Gather essential personal information from your parents, including their Social Security numbers, birth dates, insurance information, contact information for their lawyer, accountants or financial advisor, password information, information for bank and retirement accounts, medical history, real estate information, estate planning documents and any relevant instructions.

Talk About Ways to Help Protect Their Money

Unfortunately, people often become targets for financial scams as they get older, according to AARP. Talk to your parents about potential red flags they should look out for, including health insurance and Medicare fraud scams, telemarketing scams and home repair or contractor fraud.

Talk to your parents about ways to spot potential fraud, including anyone who asks for their personal information or Social Security numbers over the phone.
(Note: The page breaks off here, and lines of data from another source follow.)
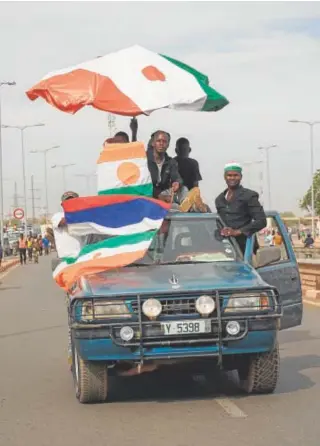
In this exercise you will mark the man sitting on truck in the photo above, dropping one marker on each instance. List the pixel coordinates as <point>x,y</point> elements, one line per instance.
<point>239,208</point>
<point>188,167</point>
<point>66,245</point>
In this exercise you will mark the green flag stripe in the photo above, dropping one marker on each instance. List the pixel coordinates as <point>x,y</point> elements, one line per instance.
<point>142,189</point>
<point>215,101</point>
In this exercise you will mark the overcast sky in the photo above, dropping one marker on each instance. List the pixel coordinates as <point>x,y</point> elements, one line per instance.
<point>264,57</point>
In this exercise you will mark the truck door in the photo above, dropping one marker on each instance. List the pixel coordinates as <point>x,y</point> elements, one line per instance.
<point>284,274</point>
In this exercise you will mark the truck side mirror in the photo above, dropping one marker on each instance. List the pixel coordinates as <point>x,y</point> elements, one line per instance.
<point>267,256</point>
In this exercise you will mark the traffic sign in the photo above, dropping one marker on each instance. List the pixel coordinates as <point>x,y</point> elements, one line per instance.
<point>18,213</point>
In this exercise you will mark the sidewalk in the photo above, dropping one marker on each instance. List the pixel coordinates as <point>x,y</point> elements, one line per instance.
<point>8,263</point>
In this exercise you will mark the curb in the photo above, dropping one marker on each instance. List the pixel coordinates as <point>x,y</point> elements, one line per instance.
<point>8,265</point>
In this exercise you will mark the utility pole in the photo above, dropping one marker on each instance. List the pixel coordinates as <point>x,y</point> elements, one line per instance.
<point>33,198</point>
<point>16,197</point>
<point>111,124</point>
<point>266,149</point>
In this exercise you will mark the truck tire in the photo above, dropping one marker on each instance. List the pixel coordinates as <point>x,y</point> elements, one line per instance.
<point>259,373</point>
<point>91,380</point>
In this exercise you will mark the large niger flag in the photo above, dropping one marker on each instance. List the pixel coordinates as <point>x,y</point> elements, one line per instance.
<point>123,169</point>
<point>131,82</point>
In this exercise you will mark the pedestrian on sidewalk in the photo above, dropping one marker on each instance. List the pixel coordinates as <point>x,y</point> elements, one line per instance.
<point>29,248</point>
<point>45,244</point>
<point>23,249</point>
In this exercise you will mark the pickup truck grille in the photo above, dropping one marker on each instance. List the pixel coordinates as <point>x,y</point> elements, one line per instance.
<point>173,307</point>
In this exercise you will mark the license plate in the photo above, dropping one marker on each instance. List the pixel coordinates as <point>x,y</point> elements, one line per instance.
<point>186,327</point>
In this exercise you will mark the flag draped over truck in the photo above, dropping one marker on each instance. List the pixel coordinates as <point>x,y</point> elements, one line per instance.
<point>126,222</point>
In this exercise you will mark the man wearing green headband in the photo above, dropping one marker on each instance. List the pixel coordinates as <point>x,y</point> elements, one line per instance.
<point>239,208</point>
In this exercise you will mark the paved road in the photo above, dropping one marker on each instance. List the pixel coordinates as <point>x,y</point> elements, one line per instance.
<point>38,406</point>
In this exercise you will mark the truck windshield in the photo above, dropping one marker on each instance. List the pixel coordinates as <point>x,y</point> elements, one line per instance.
<point>187,240</point>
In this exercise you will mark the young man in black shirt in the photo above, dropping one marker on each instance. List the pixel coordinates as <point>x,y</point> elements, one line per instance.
<point>188,167</point>
<point>239,208</point>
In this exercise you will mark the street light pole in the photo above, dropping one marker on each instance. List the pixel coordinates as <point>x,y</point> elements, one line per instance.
<point>267,148</point>
<point>45,152</point>
<point>87,176</point>
<point>249,164</point>
<point>22,128</point>
<point>311,124</point>
<point>9,84</point>
<point>63,168</point>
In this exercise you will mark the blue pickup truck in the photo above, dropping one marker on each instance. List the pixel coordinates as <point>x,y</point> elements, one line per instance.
<point>194,297</point>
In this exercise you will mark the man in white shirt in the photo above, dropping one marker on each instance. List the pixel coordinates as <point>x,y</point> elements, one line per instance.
<point>67,245</point>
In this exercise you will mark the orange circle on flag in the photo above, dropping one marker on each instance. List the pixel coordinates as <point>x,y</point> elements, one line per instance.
<point>128,173</point>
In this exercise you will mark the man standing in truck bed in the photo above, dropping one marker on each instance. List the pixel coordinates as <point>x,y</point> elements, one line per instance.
<point>239,208</point>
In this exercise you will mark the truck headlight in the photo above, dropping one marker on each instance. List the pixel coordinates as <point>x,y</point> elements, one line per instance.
<point>105,309</point>
<point>152,308</point>
<point>248,302</point>
<point>205,305</point>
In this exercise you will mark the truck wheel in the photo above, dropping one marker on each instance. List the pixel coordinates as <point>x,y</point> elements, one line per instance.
<point>91,380</point>
<point>259,373</point>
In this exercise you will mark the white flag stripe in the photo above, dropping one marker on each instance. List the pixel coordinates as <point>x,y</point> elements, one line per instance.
<point>179,85</point>
<point>83,229</point>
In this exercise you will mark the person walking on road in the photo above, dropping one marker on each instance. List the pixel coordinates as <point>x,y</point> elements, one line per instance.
<point>239,208</point>
<point>35,248</point>
<point>45,244</point>
<point>29,248</point>
<point>23,249</point>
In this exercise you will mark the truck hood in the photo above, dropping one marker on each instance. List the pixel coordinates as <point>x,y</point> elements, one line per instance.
<point>158,279</point>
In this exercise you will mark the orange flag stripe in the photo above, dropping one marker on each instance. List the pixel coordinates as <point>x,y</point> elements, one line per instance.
<point>120,152</point>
Adult children should also be leery of any new friend or previously distant relative who has become more involved in their parents' finances or care.
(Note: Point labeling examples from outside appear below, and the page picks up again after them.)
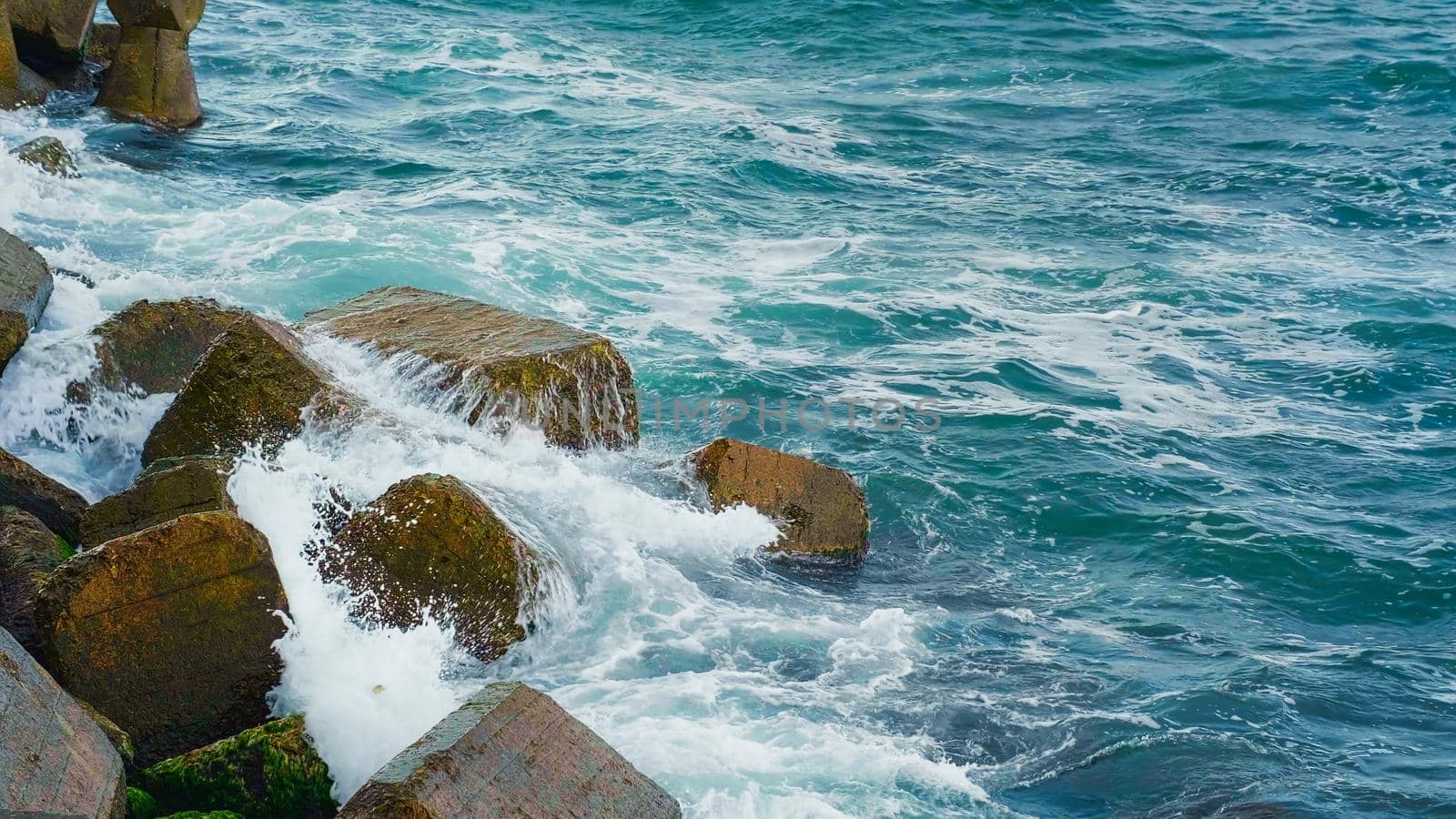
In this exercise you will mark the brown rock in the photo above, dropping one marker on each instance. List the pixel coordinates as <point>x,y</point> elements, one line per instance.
<point>167,490</point>
<point>55,760</point>
<point>25,487</point>
<point>510,751</point>
<point>150,75</point>
<point>252,385</point>
<point>28,554</point>
<point>431,541</point>
<point>25,288</point>
<point>822,509</point>
<point>568,382</point>
<point>169,632</point>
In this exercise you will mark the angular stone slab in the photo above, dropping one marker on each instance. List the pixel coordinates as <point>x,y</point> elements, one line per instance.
<point>264,773</point>
<point>53,758</point>
<point>169,632</point>
<point>822,509</point>
<point>251,387</point>
<point>510,751</point>
<point>28,489</point>
<point>25,288</point>
<point>513,366</point>
<point>165,491</point>
<point>431,542</point>
<point>28,554</point>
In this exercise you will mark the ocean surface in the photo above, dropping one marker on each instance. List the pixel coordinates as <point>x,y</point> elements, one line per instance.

Keep an open dialogue with your parents and check in frequently to find out what's going on. If you suspect or have evidence of theft or elder financial abuse, don't hesitate to get law enforcement involved.

Some parents don't think they need to have a discussion about their finances with their adult children until they retire — or even at all. Even if your parents have carefully and diligently done their estate planning, you need to understand the preparations they've made. Waiting until there's an urgent situation or until they're no longer in the position to share this information can lead to a lot of confusion, stress and possible legal issues that could have been avoided with family financial planning. The money talk can be tricky, but it's a necessary conversation to have — for your sake and, more importantly, for your parents' future financial well-being.